Call the GetTiling API to obtain the TCubeTiling structure. For details, see Instructions for Use. To modify tiling, set the parameters by referring to the following TCubeTiling parameter constraints and recommended values for performance tuning.

  • TCubeTiling constraints
    A group of valid TCubeTiling parameters must meet all the constraints listed in Table 2. If the MatmulConfig template of a Matmul object is an MDL template, the constraints listed in Table 3 must also be met in addition to those listed in Table 2.
    Table 2 TCubeTiling constraints

    Constraint

    Description

    usedCoreNum <= aiCoreCnt

    The number of used cores is less than or equal to the maximum number of cores configured in the current AI processor.

    baseM x baseK x sizeof(A_type) x dbL0A< l0a_size

    The size of a base block of matrix A does not exceed the size of the l0a buffer.

    baseN x baseK x sizeof(B_type) x dbL0B < l0b_size

    The size of a base block of matrix B does not exceed the size of the l0b buffer.

    baseM x baseN x sizeof(int32_t) x dbL0C < l0c_size

    The size of a base block of matrix C does not exceed the size of the l0c buffer.

    baseN x sizeof(Bias_type) < biasT_size

    The size of a base block of Bias does not exceed the size of the BiasTable buffer.

    stepM x stepKa x db = depthA1

    db indicates whether double buffering is enabled for the left matrix MTE2, that is, whether double buffering is enabled for L1. The value can be 1 (double buffering disabled) or 2 (double buffering enabled).

    The value of depthA1 is the same as that of stepM x stepKa x db.

    stepN x stepKb x db = depthB1

    db indicates whether double buffering is enabled for the right matrix MTE2, that is, whether double buffering is enabled for L1. The value can be 1 (double buffering disabled) or 2 (double buffering enabled).

    The value of depthB1 is the same as that of stepN x stepKb x db.

    baseM x baseK x depthA1 x sizeof(A_type) + baseN x baseK x depthB1 x sizeof(B_type) ≤ L1_size

    Matrix A and matrix B meet the buffer size limit of the L1 Buffer block.

    baseM x baseK, baseK x baseN and baseM x baseN are fractal-aligned in NZ format.

    The base blocks of matrix A, matrix B, and matrix C must meet the following alignment constraints:

    • baseM and baseN must be 16-element aligned, and baseK must be C0_size aligned.

    Note: C0_size of half/bfloat16_t data is 16, C0_size of float data is 8, C0_size of int8_t data is 32, and C0_size of int4_t is 64

    Table 3 Additional constraints for the MDL template

    Constraint

    Description

    When data in the Ka direction is not fully loaded, that is, Ka/baseK > stepKa, stepM = 1.

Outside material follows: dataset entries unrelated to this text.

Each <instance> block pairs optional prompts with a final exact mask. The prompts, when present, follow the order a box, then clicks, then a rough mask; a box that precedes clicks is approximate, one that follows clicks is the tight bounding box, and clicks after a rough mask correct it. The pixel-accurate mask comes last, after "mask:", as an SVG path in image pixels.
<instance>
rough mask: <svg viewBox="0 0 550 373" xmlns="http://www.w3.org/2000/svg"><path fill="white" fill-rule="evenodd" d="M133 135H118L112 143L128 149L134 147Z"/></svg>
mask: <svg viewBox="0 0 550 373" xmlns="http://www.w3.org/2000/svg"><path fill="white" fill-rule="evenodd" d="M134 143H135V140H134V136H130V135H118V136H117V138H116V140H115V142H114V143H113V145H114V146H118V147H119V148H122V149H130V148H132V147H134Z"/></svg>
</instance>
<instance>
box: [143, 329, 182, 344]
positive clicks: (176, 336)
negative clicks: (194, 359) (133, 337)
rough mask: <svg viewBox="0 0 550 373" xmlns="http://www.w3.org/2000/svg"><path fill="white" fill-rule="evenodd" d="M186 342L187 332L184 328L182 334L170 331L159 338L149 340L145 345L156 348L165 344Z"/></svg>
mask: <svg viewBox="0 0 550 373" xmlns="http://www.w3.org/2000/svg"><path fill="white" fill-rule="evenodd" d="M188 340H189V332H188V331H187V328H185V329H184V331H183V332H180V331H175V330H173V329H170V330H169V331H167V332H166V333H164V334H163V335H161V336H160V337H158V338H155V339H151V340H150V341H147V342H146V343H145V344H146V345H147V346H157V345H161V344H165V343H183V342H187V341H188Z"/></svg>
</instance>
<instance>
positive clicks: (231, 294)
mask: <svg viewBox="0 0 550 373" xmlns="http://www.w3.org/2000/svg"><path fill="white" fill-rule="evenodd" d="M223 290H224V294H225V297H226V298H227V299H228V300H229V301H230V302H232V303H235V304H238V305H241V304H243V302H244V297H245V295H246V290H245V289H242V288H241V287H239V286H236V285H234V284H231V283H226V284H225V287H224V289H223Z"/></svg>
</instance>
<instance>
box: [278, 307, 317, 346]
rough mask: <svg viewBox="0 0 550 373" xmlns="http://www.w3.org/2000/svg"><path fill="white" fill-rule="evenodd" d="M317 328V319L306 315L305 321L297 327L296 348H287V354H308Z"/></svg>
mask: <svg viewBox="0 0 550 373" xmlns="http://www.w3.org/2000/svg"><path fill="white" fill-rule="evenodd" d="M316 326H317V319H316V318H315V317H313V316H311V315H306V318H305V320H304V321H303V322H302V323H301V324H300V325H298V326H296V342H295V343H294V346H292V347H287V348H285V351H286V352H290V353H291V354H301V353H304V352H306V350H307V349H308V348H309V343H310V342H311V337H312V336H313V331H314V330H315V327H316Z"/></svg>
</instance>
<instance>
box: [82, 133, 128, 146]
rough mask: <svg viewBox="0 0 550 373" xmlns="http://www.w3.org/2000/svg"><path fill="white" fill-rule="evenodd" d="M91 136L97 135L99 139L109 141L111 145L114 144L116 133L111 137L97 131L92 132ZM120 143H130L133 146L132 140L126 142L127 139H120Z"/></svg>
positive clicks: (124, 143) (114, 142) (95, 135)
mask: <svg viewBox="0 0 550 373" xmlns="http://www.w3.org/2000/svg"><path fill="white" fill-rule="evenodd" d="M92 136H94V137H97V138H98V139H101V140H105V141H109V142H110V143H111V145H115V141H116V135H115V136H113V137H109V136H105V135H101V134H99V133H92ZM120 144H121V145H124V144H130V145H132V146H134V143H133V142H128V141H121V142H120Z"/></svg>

    When data in the K direction is not fully loaded, data in the M direction must be moved block-wise.

    When data in the Kb direction is not fully loaded, that is, Kb/baseK > stepKb, stepN = 1

    When data in the K direction is not fully loaded, data in the N direction must be moved block-wise.

    kaStepIter_ % kbStepIter_ = 0 or kbStepIter_ % kaStepIter_ = 0

    kaStepIter_ = CeilDiv(tiling_->singleCoreK_, tiling_->baseK * tiling_->stepKa)

    kbStepIter_ = CeilDiv(tiling_->singleCoreK_, tiling_->baseK * tiling_->stepKb)

    For the K-direction cyclic movement in the MDL template, the numbers of iterations in the Ka and Kb directions must be multiples of each other.

    kaStepIter_: number of cyclic movement iterations in the Ka direction

    kbStepIter_: number of cyclic movement iterations in the Kb direction

  • Recommended values for performance tuning

    Based on the tiling tuning experience, the recommended values or example values for some TCubeTiling parameters are as follows:

    • Recommended base block (baseM, baseN, baseK): (128, 256, 64)
    • dbl0a/dbl0b = 2
    • depthA1/(stepM x stepKa) = 2
    • depthB1/(stepN x stepKb) = 2
    • Set the stepKa and stepKb parameters first to ensure that data in the K direction is fully loaded, and then the M or N direction.